NorwegianVeterinaryInstitute / Talos

A shotgun metagenomic analysis pipeline using nextflow
BSD 3-Clause "New" or "Revised" License
1 stars 2 forks source link

Should I add removal of optical /artificial duplicates? #7

Closed Thomieh73 closed 4 years ago

Thomieh73 commented 4 years ago

removal of optical or artificial duplicates is often performed when doing whole genome sequencing. However, for metagenomics the literature is mixed. There are tools /workflows out there that remove duplicated reads, e.g. prinseq /YAMP. But there are also discussions that this is not so beneficial for the metagenomes, and one throws away data that could be used.
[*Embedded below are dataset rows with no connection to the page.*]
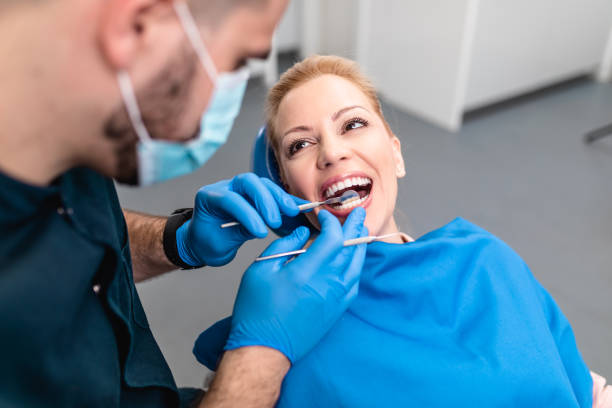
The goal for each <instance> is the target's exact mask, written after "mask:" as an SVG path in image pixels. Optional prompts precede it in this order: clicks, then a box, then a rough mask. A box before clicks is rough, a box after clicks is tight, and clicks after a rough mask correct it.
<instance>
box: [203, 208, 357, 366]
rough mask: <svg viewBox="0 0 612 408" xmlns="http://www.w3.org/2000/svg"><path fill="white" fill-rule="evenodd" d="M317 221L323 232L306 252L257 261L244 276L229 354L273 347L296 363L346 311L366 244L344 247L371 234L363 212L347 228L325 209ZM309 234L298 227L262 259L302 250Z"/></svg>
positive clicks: (269, 251)
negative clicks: (270, 255) (368, 231)
mask: <svg viewBox="0 0 612 408" xmlns="http://www.w3.org/2000/svg"><path fill="white" fill-rule="evenodd" d="M318 218H319V223H320V224H321V234H320V235H319V236H318V237H317V238H316V239H315V240H314V241H313V243H312V245H311V246H310V247H309V248H308V251H307V252H306V253H304V254H301V255H299V256H298V257H296V258H295V259H293V260H292V261H290V262H287V261H288V258H276V259H271V260H266V261H261V262H255V263H254V264H252V265H251V266H250V267H249V269H248V270H247V271H246V272H245V274H244V275H243V277H242V281H241V282H240V288H239V289H238V295H237V297H236V302H235V304H234V313H233V318H232V328H231V331H230V334H229V339H228V341H227V343H226V344H225V347H224V348H225V350H232V349H236V348H240V347H246V346H264V347H270V348H273V349H276V350H278V351H280V352H281V353H283V354H284V355H285V356H286V357H287V358H288V359H289V361H291V363H295V362H296V361H298V360H299V359H300V358H301V357H302V356H304V355H305V354H306V353H308V352H309V351H310V350H311V349H312V348H313V347H314V346H315V345H316V344H317V343H318V342H319V341H320V340H321V338H322V337H323V336H324V335H325V333H327V331H328V330H329V329H330V328H331V326H332V325H333V324H335V322H336V321H337V319H338V318H339V317H340V316H341V315H342V313H344V312H345V311H346V309H347V308H348V306H349V304H350V302H351V301H352V299H354V297H355V296H356V295H357V292H358V288H359V277H360V275H361V268H362V266H363V261H364V259H365V252H366V245H365V244H361V245H358V246H350V247H344V246H343V241H344V240H347V239H353V238H357V237H362V236H365V235H367V228H365V226H364V225H363V221H364V219H365V211H364V209H363V208H357V209H355V210H353V212H351V214H350V215H349V216H348V218H347V220H346V221H345V223H344V225H343V226H341V225H340V222H339V221H338V219H337V218H336V217H334V216H333V215H332V214H330V213H329V212H328V211H325V210H321V211H320V212H319V214H318ZM309 236H310V234H309V230H308V228H306V227H303V226H302V227H299V228H297V229H296V230H295V231H294V232H293V233H292V234H290V235H289V236H287V237H284V238H280V239H278V240H276V241H274V242H273V243H272V244H271V245H270V246H269V247H268V248H267V249H266V251H264V253H263V254H262V255H263V256H266V255H271V254H277V253H283V252H287V251H293V250H296V249H300V248H303V246H304V245H305V244H306V242H307V240H308V237H309ZM201 346H202V347H203V348H206V345H205V344H202V345H201ZM202 352H203V353H211V352H212V350H202Z"/></svg>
For instance, exact duplicate can arrise when two DNA molecules from two bacterial cells of the same population are sequenced. This is especially likely in low-complexity samples, where it is easier to sample the whole community.

I should be able to test this with mock samples.
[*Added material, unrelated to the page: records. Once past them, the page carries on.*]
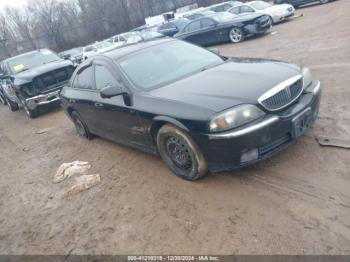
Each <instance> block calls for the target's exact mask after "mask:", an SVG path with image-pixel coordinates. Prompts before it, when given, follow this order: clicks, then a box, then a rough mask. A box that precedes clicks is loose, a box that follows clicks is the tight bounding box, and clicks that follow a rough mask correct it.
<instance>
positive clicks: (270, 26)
mask: <svg viewBox="0 0 350 262" xmlns="http://www.w3.org/2000/svg"><path fill="white" fill-rule="evenodd" d="M270 27H271V24H270V20H269V17H268V16H266V15H261V14H246V15H233V14H231V13H228V12H224V13H216V14H215V15H213V16H210V17H203V18H200V19H197V20H194V21H192V22H190V23H189V24H188V25H186V26H185V27H184V28H183V29H182V30H181V31H180V32H179V33H177V34H176V35H174V37H175V38H178V39H182V40H186V41H188V42H191V43H194V44H197V45H200V46H209V45H215V44H219V43H223V42H232V43H239V42H242V41H244V40H245V39H246V38H247V37H248V36H253V35H262V34H264V33H265V32H266V31H267V30H268V29H270Z"/></svg>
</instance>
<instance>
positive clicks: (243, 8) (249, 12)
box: [241, 5, 254, 13]
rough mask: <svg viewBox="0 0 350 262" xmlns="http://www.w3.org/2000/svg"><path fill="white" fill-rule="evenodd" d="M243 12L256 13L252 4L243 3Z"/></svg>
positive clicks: (242, 11) (246, 12) (248, 12)
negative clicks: (254, 11)
mask: <svg viewBox="0 0 350 262" xmlns="http://www.w3.org/2000/svg"><path fill="white" fill-rule="evenodd" d="M241 13H254V9H253V8H251V7H250V6H246V5H243V6H241Z"/></svg>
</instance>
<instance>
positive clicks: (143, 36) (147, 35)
mask: <svg viewBox="0 0 350 262" xmlns="http://www.w3.org/2000/svg"><path fill="white" fill-rule="evenodd" d="M139 35H140V36H141V37H142V41H151V40H155V39H159V38H163V37H165V35H163V34H161V33H158V32H139ZM140 42H141V41H140Z"/></svg>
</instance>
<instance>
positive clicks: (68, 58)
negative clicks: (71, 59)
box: [63, 54, 71, 60]
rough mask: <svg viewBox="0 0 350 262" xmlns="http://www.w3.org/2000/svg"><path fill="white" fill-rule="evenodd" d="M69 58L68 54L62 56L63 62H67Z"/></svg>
mask: <svg viewBox="0 0 350 262" xmlns="http://www.w3.org/2000/svg"><path fill="white" fill-rule="evenodd" d="M70 58H71V55H69V54H67V55H64V56H63V59H64V60H69V59H70Z"/></svg>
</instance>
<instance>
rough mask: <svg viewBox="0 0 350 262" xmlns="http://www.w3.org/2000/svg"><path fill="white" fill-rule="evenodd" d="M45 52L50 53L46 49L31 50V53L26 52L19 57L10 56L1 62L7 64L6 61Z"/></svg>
mask: <svg viewBox="0 0 350 262" xmlns="http://www.w3.org/2000/svg"><path fill="white" fill-rule="evenodd" d="M45 50H47V51H51V50H49V49H46V48H42V49H39V50H33V51H30V52H26V53H23V54H20V55H16V56H11V57H9V58H7V59H5V60H3V61H2V62H8V61H11V60H12V59H15V58H20V57H23V56H26V55H29V54H35V53H41V52H42V51H45Z"/></svg>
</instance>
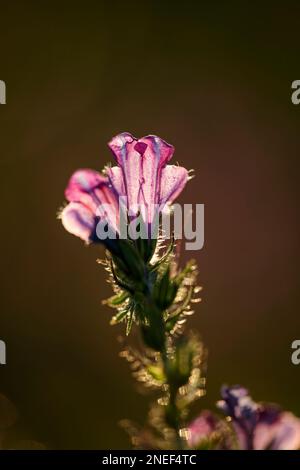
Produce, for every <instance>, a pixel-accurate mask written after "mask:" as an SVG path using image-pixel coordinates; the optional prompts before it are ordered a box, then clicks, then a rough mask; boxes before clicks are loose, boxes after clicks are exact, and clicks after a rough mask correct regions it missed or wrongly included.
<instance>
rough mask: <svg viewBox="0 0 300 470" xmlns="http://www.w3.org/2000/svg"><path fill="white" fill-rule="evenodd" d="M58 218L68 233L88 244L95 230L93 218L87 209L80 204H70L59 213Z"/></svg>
mask: <svg viewBox="0 0 300 470" xmlns="http://www.w3.org/2000/svg"><path fill="white" fill-rule="evenodd" d="M60 218H61V221H62V224H63V226H64V228H65V229H66V230H67V231H68V232H70V233H72V234H73V235H76V236H77V237H79V238H81V239H82V240H84V241H85V242H89V240H90V237H91V235H92V233H93V231H94V229H95V216H94V214H93V212H92V211H91V210H90V209H89V208H88V207H86V206H84V205H83V204H81V203H80V202H70V203H69V204H68V205H67V206H66V207H65V208H64V209H63V211H62V212H61V214H60Z"/></svg>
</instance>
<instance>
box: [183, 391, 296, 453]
mask: <svg viewBox="0 0 300 470" xmlns="http://www.w3.org/2000/svg"><path fill="white" fill-rule="evenodd" d="M221 396H222V400H220V401H219V402H218V403H217V406H218V408H219V409H220V410H222V411H223V413H224V414H225V415H226V417H227V421H224V420H222V419H221V418H218V417H216V416H215V415H214V414H212V413H211V412H209V411H205V412H202V413H201V414H200V416H199V417H198V418H196V419H195V420H194V421H192V422H191V423H190V425H189V428H188V429H189V434H188V436H189V437H188V443H189V446H190V447H192V448H195V447H196V448H197V447H199V448H203V447H204V446H205V445H207V443H210V444H211V443H212V442H213V443H215V444H216V446H217V448H219V449H222V448H223V449H242V450H297V449H300V419H299V418H296V417H295V416H294V415H293V414H292V413H289V412H285V411H282V410H281V409H280V408H279V407H278V406H276V405H271V404H263V403H255V402H254V401H253V400H252V398H251V397H250V396H249V393H248V390H246V389H245V388H243V387H240V386H239V385H235V386H233V387H227V386H224V387H222V389H221Z"/></svg>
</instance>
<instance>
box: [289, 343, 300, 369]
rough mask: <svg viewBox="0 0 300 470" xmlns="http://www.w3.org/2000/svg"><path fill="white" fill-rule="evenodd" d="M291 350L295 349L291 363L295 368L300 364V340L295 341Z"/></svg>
mask: <svg viewBox="0 0 300 470" xmlns="http://www.w3.org/2000/svg"><path fill="white" fill-rule="evenodd" d="M291 348H292V349H293V352H292V355H291V361H292V364H294V366H298V365H299V364H300V339H295V340H294V341H293V342H292V346H291Z"/></svg>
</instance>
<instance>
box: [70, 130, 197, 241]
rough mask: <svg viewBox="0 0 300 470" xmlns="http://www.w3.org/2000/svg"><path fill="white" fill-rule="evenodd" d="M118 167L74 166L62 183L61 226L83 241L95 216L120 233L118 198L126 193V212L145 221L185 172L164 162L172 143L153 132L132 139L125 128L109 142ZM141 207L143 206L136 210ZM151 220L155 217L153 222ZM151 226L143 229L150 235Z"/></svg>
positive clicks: (170, 190) (148, 218) (159, 204)
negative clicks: (68, 202)
mask: <svg viewBox="0 0 300 470" xmlns="http://www.w3.org/2000/svg"><path fill="white" fill-rule="evenodd" d="M109 147H110V149H111V150H112V151H113V153H114V156H115V158H116V161H117V163H118V166H117V167H110V168H107V169H106V175H104V174H101V173H98V172H96V171H94V170H90V169H82V170H78V171H76V172H75V173H74V174H73V175H72V177H71V179H70V181H69V183H68V186H67V188H66V191H65V196H66V199H67V200H68V201H69V204H68V205H67V206H66V207H65V208H64V209H63V211H62V212H61V219H62V223H63V226H64V227H65V229H66V230H67V231H68V232H70V233H72V234H73V235H76V236H78V237H79V238H81V239H82V240H84V241H85V242H87V243H90V242H97V241H103V240H102V239H97V230H96V228H97V224H98V223H99V220H100V221H101V222H105V223H107V225H108V227H109V229H110V231H112V232H113V233H114V235H115V236H114V237H113V238H116V237H117V236H118V235H119V233H120V205H121V203H120V198H124V197H125V198H127V208H125V209H126V210H127V212H129V213H130V214H131V215H132V214H133V216H134V217H136V216H137V214H138V213H139V212H141V214H142V215H143V218H144V222H145V224H148V226H149V225H151V224H152V222H153V220H154V219H155V215H157V214H159V213H160V212H161V211H162V210H163V208H164V207H165V205H166V204H168V203H171V202H173V201H174V199H175V198H176V197H177V196H178V195H179V194H180V193H181V191H182V190H183V188H184V186H185V184H186V182H187V180H188V171H187V170H186V169H185V168H183V167H179V166H174V165H167V162H168V161H169V160H170V158H171V157H172V155H173V152H174V147H173V146H171V145H169V144H167V143H166V142H165V141H163V140H162V139H160V138H159V137H156V136H147V137H143V138H142V139H139V140H138V139H136V138H135V137H133V136H132V135H131V134H129V133H123V134H119V135H118V136H116V137H114V138H113V139H112V140H111V142H110V143H109ZM141 208H142V209H141ZM154 223H155V224H156V223H157V221H155V222H154ZM150 234H151V231H148V235H149V238H150Z"/></svg>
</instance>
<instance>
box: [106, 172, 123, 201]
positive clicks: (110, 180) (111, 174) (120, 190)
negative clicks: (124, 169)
mask: <svg viewBox="0 0 300 470" xmlns="http://www.w3.org/2000/svg"><path fill="white" fill-rule="evenodd" d="M107 176H108V179H109V182H110V184H111V186H112V188H113V189H114V191H115V192H116V194H117V195H118V196H125V195H126V192H125V183H124V178H123V171H122V168H120V167H118V166H113V167H109V168H107Z"/></svg>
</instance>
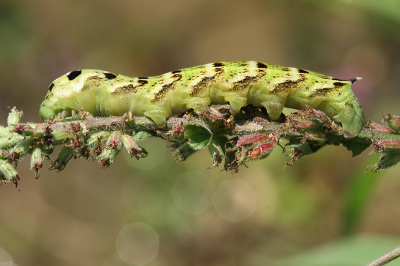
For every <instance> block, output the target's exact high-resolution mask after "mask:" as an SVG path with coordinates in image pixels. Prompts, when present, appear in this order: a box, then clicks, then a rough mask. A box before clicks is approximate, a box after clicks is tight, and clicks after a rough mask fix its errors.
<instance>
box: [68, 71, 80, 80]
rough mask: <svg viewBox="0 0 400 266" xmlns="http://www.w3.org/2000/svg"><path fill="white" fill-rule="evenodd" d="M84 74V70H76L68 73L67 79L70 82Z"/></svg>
mask: <svg viewBox="0 0 400 266" xmlns="http://www.w3.org/2000/svg"><path fill="white" fill-rule="evenodd" d="M81 73H82V70H74V71H71V72H69V73H67V78H68V79H69V80H74V79H75V78H76V77H78V76H79V75H80V74H81Z"/></svg>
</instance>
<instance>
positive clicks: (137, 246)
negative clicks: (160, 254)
mask: <svg viewBox="0 0 400 266" xmlns="http://www.w3.org/2000/svg"><path fill="white" fill-rule="evenodd" d="M116 246H117V251H118V254H119V256H120V257H121V259H122V260H123V261H125V262H128V263H130V264H134V265H143V264H146V263H147V262H149V261H151V260H152V259H154V258H155V257H156V256H157V253H158V246H159V238H158V234H157V233H156V232H155V231H154V230H153V229H152V228H151V227H149V226H148V225H147V224H145V223H134V224H130V225H127V226H125V227H124V228H123V229H122V230H121V232H120V233H119V235H118V238H117V241H116Z"/></svg>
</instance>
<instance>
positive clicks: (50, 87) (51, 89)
mask: <svg viewBox="0 0 400 266" xmlns="http://www.w3.org/2000/svg"><path fill="white" fill-rule="evenodd" d="M53 87H54V83H51V84H50V86H49V91H51V90H52V89H53Z"/></svg>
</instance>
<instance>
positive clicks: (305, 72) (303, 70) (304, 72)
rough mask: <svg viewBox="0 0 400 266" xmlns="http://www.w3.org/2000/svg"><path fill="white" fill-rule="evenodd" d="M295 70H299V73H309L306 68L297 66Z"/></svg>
mask: <svg viewBox="0 0 400 266" xmlns="http://www.w3.org/2000/svg"><path fill="white" fill-rule="evenodd" d="M297 71H298V72H299V74H308V73H310V72H308V71H307V70H305V69H301V68H298V69H297Z"/></svg>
Thomieh73 commented 4 years ago

I checked this online.

pcr duplicates are created when the sequencing library is made using a pcr step. But with PCR-free libraries that we mostly use for metagenomics this should not be a big issue. So for now I will not add this step, but during quality control it will be good to see how much duplicates there actually are in the datasets, compared to the sequencing coverage of the metagenome.